The summer before my senior year in college I did inner city ministry in St. Louis. The program I was a part of offered an educational day camp all summer to keep kids off the street and to help them with concepts they hadn’t mastered through the school year. I lived in the basement of an old YMCA building with a couple room mates and a couple mice. I taught fifth graders stuff they should have already known and I wasn’t exactly changing the world the way I had planned. The kids in my class didn’t want to be learning but they didn’t want to be home either. You know why? We provided lunch at the end of the day.

There was a girl, I’ll call her Courtney, who was always talking back, always disrupting the class. I was trying to help her have a Christ-centered education and she was being so disrespectful. The nerve. What she was actually doing was desperately crying out for my attention but I couldn’t see it. No, I didn’t take the time to see it. So, instead of looking her in the eye and telling her how much her actions hurt me, instead of trying to find out what was happening in her life, I went to her mother who assured me she would take care of it.

Courtney wasn’t in class the next day and quite honestly I was relieved. The kids who wanted to learn were able to much easier without her there. After school her brother walked into my classroom and asked to talk to me. As he spoke my heart crumbled. I began to understand what true humility felt like. To understand how ignorant it was of me to just waltz into this culture of poverty and think I had something to offer without truly understanding what it was they needed.
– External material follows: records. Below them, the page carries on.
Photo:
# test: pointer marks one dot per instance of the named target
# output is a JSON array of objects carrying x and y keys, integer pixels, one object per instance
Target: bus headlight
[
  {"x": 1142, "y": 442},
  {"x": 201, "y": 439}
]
The night that I had talked to Courtney’s mom she went home and whipped her. Then she sent her to her room. For three days. She wasn’t even allowed to leave to eat.  He cried as he told me. He begged me to come to his house and talk to his mom and her boyfriend. To come help Courtney so she would stop crying.

It was almost fifteen years ago that I spent the summer with those kids. I made only twenty bucks a week but the deposits they made in my life were invaluable. I think about them sometimes as I look out at our line in the mornings and I wonder where they are now. I didn’t tell you that story so you would feel compassion for poor kids. I told the story because I think it’s important that we remember that many of the adults waiting in these lines are Courtneys, all grown up.
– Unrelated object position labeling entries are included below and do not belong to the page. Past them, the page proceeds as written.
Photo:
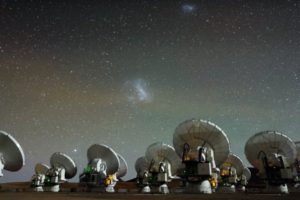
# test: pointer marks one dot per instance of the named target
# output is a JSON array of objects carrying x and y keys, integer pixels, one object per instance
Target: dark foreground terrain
[
  {"x": 127, "y": 190},
  {"x": 82, "y": 196}
]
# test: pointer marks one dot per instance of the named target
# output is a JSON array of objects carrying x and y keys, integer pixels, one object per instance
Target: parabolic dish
[
  {"x": 234, "y": 161},
  {"x": 198, "y": 133},
  {"x": 141, "y": 165},
  {"x": 122, "y": 171},
  {"x": 160, "y": 151},
  {"x": 247, "y": 173},
  {"x": 41, "y": 168},
  {"x": 62, "y": 160},
  {"x": 106, "y": 154},
  {"x": 298, "y": 150},
  {"x": 269, "y": 142},
  {"x": 12, "y": 152}
]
It’s pretty easy to look at someone from a distance and point out all the things they ‘should have’ done. Should have stayed in school. Should have kept a job. Should have used birth control. But if you actually get close enough to hear the stories that make up a person’s life, well, it’s actually pretty easy to understand why things didn’t turn out the way they planned. If we just listen to one another it’s easier to have grace. And if we stop trying to draw a line in the sand it’s easier to hand someone a loaf of bread without judgement.

Hunger matters. It mattered to Jesus and if we claim to be His followers it should matter to us.